This is the mail archive of the
mailing list for the GCC project.
Re: Get rid of -trigraphs?
Zack Weinberg wrote:-
> I don't think this is a good idea in general. I think there are lots
> of people out there counting on GCC not converting trigraphs - mainly,
> possibly exclusively - in string constants, but still. Yeah, their
> code is unportable, but I am not convinced we gain much of anything by
> breaking it.
What kind of code would this be? I'd be very surprised if any code
really cared, other than wacky stuff like used to be in the kernel
having excess punctuation at the end of a sentence "(WTF??)" etc.
In such cases outputting a different character is not going to hurt;
it may even make it more effective 8-)
The only case where it might hurt are people doing some kind of
clever shorthand for byte lists with ASCII characters IMO. And
they're asking for it anyway...
> Now, if we can *prove* that there is no C program, that contains a
> trigraph other than ??/ outside a string constant, which has a valid
> stage-7 parse when the trigraph is not converted, and additionally if
> it causes *major* improvements to the simplicity of your planned new
> lexer, then I wouldn't have a problem with silently converting
> those trigraphs outside string constants. I think ??/ outside a
> string constant should still be warned about and ignored by default.
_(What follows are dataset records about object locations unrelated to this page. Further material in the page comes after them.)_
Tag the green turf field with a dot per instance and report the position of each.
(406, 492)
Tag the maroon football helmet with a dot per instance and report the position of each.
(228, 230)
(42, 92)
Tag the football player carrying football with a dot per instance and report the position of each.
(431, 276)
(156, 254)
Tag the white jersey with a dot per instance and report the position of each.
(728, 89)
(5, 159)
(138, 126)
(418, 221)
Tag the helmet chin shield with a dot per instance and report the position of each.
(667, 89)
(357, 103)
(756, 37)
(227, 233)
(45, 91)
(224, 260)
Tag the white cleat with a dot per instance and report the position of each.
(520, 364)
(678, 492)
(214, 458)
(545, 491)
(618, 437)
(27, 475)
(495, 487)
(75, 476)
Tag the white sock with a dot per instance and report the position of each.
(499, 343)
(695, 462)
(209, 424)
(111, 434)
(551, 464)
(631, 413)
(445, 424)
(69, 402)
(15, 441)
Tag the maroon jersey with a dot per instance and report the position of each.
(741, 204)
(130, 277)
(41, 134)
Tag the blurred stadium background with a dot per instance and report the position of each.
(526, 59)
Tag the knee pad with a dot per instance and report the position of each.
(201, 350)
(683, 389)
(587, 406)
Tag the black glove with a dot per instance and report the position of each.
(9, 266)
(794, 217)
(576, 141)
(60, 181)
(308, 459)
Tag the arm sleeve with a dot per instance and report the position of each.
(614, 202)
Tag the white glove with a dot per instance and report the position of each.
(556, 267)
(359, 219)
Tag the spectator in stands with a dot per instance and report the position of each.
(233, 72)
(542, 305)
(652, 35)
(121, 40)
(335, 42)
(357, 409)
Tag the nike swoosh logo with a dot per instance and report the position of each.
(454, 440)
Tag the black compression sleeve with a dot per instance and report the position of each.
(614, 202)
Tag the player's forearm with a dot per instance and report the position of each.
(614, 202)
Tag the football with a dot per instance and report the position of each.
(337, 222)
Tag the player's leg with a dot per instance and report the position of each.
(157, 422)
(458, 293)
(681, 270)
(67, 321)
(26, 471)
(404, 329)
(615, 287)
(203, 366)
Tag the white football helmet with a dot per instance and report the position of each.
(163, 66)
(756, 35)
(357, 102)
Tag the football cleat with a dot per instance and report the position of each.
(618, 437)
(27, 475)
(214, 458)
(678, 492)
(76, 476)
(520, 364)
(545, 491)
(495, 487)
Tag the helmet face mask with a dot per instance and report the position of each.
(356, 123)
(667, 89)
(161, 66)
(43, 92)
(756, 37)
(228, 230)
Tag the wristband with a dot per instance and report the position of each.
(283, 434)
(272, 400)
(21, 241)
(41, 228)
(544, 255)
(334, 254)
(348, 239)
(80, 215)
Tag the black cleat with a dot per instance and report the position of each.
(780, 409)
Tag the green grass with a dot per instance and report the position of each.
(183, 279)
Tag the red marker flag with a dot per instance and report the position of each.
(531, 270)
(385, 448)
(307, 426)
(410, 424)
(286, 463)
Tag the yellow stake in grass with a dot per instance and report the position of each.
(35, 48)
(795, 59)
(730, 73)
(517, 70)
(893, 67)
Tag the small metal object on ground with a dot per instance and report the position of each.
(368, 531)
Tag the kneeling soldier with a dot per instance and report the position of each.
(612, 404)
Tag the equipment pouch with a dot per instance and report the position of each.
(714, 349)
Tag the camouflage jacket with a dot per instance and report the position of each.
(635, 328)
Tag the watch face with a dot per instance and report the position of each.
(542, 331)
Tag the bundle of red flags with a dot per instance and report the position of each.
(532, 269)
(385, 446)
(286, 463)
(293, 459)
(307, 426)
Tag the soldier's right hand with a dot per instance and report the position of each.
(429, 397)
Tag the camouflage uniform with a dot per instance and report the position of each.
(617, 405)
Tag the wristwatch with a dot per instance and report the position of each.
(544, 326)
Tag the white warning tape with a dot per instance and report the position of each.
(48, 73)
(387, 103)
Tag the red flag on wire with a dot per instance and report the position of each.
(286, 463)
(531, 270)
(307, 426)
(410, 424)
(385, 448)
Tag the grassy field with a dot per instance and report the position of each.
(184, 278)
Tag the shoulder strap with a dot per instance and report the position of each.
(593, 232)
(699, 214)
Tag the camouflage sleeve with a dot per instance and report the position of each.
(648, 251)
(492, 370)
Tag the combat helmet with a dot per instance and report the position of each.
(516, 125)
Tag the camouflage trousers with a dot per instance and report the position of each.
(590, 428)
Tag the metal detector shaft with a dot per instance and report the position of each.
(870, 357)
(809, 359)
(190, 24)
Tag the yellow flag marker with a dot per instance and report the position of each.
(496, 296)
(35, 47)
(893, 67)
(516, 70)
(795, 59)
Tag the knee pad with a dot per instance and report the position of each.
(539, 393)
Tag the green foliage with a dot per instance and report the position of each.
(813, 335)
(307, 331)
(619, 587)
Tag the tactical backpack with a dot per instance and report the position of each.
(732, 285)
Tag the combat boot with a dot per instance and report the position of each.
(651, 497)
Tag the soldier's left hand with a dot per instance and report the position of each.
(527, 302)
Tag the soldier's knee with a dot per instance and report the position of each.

There is no meaning to two '?' in C or C++. That's obvious. The
C++ extension in G++ has the max / min thingy, but then it's two
operators in a row and a syntax error.
This was the whole reason the committee chose the syntax they did:
it couldn't really break anything.
> I think it's not going to be much of a win though. You're still stuck
> with all the complexity of \-newline and ??/-newline.
The win is not having to worry about emitting diagnostics twice if
you're doing a re-scan for some reason, and also not having to defer
diagnostics until the characters in question are used by the lexer (I'm
thinking of a logical line pre-scan pass). You might want to defer for
many reasons: e.g. correct ordering of diagnostics in output, and you
don't know whether you're in a comment or a skipped directive.
It's all or nothing really; if you don't want to completely switch
then there's no point changing anything. Let's leave all this until
someone (not me; I'm fed up with it) does multibyte characters. Whoever
does that may see the issues I came up against.
It's not really worth improving the lexer until there is a concrete
plan in place for multibyte issues; otherwise improvements that work
now may be impractical in mb scenarios.